Fresh Vietnamese Spring Rolls (Serves 4–6)
🧾 Ingredients
For the Spring Rolls
12–16 rice paper wrappers
1 cup cooked rice noodles (vermicelli), cooled
1½ cups shrimp, cooked & sliced in half lengthwise
(or tofu / grilled chicken for alternatives)1 cup lettuce, thinly sliced
1 cup carrots, julienned
1 cup cucumber, julienned
½ cup red bell pepper, thin strips
½ cup purple cabbage, shredded (optional but colorful)
½ cup fresh herbs
mint
cilantro
Thai basil (optional)
🥜 Peanut Dipping Sauce
Ingredients
½ cup creamy peanut butter
2 tbsp hoisin sauce
1–2 tbsp soy sauce
1 tbsp rice vinegar or lime juice
1–2 tsp brown sugar (to taste)
1 tsp sesame oil
1 small garlic clove, minced
Warm water (2–4 tbsp, to thin)
Optional toppings:
crushed peanuts
chili flakes
sesame seeds
🔪 Prep Everything First (Important!)
Spring rolls go fast once you start rolling.

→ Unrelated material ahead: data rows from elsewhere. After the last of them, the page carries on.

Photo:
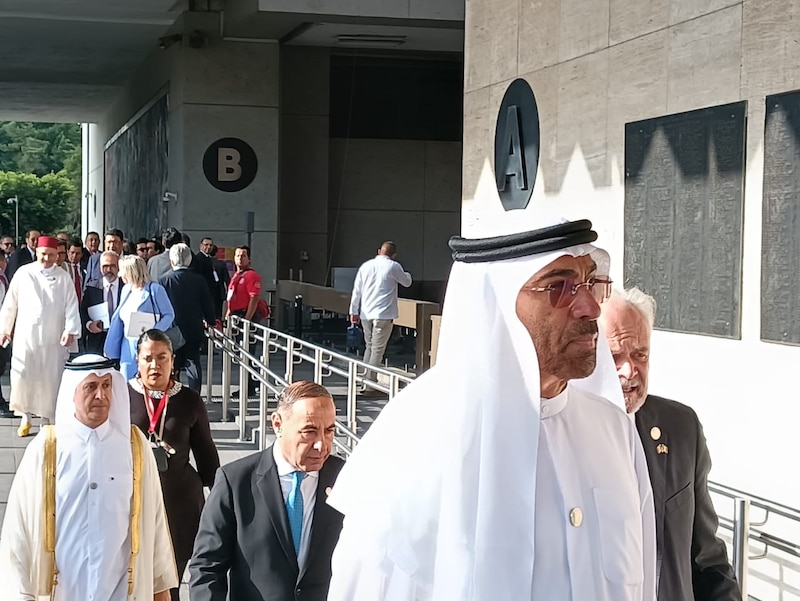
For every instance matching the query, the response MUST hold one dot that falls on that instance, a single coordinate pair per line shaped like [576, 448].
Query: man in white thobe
[111, 539]
[40, 313]
[524, 481]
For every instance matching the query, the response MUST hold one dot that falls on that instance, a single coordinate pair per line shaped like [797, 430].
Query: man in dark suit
[201, 265]
[223, 278]
[191, 301]
[113, 240]
[257, 526]
[23, 256]
[692, 561]
[96, 292]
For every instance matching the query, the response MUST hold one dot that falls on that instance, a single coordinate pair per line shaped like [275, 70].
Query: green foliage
[44, 202]
[42, 160]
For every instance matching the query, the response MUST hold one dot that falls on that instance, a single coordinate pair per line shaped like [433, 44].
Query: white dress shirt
[93, 502]
[114, 287]
[308, 487]
[375, 288]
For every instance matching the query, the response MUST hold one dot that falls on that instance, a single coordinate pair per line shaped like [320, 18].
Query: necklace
[136, 384]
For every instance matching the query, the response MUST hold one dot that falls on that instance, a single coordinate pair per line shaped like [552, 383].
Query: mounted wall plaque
[780, 225]
[516, 146]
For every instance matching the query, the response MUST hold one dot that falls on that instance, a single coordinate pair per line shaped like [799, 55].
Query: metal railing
[238, 349]
[326, 366]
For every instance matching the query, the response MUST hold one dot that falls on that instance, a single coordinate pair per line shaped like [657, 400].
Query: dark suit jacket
[93, 269]
[17, 259]
[244, 530]
[84, 262]
[694, 562]
[201, 265]
[93, 295]
[191, 301]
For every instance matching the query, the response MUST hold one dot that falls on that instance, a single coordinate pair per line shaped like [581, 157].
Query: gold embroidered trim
[50, 503]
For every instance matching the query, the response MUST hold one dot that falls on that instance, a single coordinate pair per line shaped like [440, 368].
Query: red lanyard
[155, 412]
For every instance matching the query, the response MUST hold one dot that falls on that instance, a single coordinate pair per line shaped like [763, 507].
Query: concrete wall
[401, 190]
[401, 9]
[595, 65]
[303, 243]
[225, 89]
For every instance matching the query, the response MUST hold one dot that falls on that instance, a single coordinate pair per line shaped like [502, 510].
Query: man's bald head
[388, 248]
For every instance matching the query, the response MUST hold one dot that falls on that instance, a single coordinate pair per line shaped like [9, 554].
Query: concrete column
[304, 153]
[224, 89]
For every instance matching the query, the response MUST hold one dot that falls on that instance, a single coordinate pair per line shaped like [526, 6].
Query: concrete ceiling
[66, 60]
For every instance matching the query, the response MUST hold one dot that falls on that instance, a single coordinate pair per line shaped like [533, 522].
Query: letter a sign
[230, 164]
[516, 146]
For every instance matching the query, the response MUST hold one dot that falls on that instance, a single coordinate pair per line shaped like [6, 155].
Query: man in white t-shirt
[374, 301]
[104, 296]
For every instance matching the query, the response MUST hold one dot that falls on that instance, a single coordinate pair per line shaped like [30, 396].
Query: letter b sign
[230, 164]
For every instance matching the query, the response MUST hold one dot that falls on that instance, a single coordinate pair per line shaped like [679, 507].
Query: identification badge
[160, 454]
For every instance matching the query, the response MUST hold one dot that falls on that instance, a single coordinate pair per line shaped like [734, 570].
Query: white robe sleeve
[18, 557]
[648, 517]
[72, 318]
[165, 574]
[355, 576]
[8, 313]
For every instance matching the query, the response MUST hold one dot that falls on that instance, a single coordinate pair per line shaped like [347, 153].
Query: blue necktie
[294, 508]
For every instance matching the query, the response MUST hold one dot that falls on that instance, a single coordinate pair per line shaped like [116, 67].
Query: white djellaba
[93, 492]
[440, 497]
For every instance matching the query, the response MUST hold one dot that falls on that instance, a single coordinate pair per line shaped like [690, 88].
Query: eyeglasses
[563, 292]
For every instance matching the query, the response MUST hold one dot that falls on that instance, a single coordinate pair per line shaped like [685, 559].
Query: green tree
[44, 202]
[45, 150]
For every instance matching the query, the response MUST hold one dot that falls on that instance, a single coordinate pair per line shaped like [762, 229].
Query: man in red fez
[40, 312]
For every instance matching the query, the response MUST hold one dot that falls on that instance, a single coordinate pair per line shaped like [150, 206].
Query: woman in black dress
[175, 419]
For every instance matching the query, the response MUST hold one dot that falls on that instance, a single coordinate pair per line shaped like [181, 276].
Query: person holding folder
[98, 302]
[144, 305]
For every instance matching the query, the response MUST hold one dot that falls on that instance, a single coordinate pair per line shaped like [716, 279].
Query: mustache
[628, 384]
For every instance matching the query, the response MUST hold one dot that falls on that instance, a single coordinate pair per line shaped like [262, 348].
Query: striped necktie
[294, 509]
[76, 280]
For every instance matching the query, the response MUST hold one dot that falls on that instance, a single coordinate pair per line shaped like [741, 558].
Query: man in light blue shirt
[374, 302]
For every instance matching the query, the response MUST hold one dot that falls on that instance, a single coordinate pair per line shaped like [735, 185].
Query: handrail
[755, 532]
[240, 350]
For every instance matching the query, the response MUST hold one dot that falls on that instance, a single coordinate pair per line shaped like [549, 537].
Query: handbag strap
[153, 303]
[50, 503]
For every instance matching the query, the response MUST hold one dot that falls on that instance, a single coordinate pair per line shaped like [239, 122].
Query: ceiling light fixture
[370, 39]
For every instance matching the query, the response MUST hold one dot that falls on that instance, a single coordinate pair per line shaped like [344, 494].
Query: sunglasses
[563, 292]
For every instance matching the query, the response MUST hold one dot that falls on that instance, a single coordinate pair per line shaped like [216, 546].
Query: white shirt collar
[284, 467]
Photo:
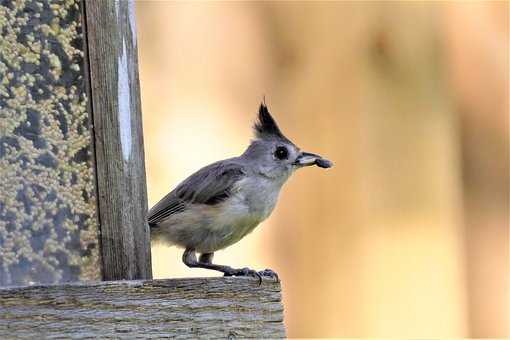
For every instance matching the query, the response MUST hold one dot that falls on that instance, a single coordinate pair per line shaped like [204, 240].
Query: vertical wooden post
[115, 99]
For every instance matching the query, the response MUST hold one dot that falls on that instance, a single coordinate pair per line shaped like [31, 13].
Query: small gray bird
[221, 203]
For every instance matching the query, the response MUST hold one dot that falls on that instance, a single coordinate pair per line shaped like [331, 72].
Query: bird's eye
[281, 153]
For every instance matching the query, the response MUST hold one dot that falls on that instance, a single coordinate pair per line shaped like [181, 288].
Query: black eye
[281, 152]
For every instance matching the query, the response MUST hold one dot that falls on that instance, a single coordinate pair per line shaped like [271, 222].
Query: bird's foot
[270, 273]
[252, 273]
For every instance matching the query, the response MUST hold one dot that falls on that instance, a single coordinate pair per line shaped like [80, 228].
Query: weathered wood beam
[116, 111]
[224, 307]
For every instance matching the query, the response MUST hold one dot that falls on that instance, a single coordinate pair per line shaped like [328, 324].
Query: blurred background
[408, 235]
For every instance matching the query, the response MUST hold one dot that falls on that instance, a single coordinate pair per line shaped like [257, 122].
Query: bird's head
[274, 155]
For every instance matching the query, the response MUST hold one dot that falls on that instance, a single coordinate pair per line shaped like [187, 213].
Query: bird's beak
[307, 159]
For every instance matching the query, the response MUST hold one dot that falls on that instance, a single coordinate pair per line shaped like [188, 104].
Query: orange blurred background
[407, 236]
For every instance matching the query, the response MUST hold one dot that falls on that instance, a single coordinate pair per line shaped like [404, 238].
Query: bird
[223, 202]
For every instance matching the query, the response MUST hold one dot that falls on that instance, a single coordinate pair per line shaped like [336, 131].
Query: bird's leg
[205, 261]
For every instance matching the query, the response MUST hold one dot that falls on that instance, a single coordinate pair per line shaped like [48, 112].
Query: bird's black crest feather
[265, 126]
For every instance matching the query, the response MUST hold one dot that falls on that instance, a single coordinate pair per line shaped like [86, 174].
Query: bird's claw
[270, 273]
[253, 273]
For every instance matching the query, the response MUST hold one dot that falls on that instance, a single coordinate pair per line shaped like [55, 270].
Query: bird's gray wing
[210, 185]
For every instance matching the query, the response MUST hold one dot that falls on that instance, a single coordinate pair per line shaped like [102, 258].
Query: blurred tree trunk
[414, 269]
[393, 264]
[478, 59]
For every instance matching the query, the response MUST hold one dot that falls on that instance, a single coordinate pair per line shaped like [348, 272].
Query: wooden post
[210, 308]
[115, 99]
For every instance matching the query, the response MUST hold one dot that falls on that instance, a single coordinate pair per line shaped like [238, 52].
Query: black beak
[307, 159]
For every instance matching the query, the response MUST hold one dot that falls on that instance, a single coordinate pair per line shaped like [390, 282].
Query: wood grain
[225, 307]
[115, 98]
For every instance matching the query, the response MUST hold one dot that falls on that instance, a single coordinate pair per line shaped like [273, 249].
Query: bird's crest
[265, 127]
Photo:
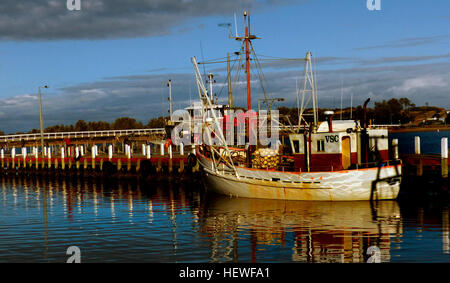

Cook rice noodles → rinse cold → drain well
Slice all vegetables into thin matchsticks
Lay fillings out buffet-style for easy assembly
Fill a large shallow bowl with warm (not hot) water
🌯 How to Roll (Step-by-Step)
Soften rice paper
Dip 1 sheet into warm water for 5–7 seconds
It should still feel slightly firm — it softens as you work
Lay flat
Place on a damp cutting board or clean towel
Layer fillings (centered)
Lettuce first (acts as a barrier)
Rice noodles
Veggies
Herbs
Shrimp on top (pink side down for presentation)
Roll
Fold bottom up over filling
Fold in both sides tightly
Roll forward gently but snugly
Repeat
Keep finished rolls covered with a damp towel so they don’t dry out
🥣 Peanut Sauce Instructions
Whisk peanut butter, hoisin, soy sauce, vinegar, sugar, sesame oil, and garlic
Slowly add warm water until smooth and dippable
Taste & adjust:
More sweet → sugar
More salty → soy
More tang → lime
Top with crushed peanuts if desired
🌟 Pro Tips (This makes them perfect)
Don’t overfill — less is more
Use warm water, not hot (prevents tearing)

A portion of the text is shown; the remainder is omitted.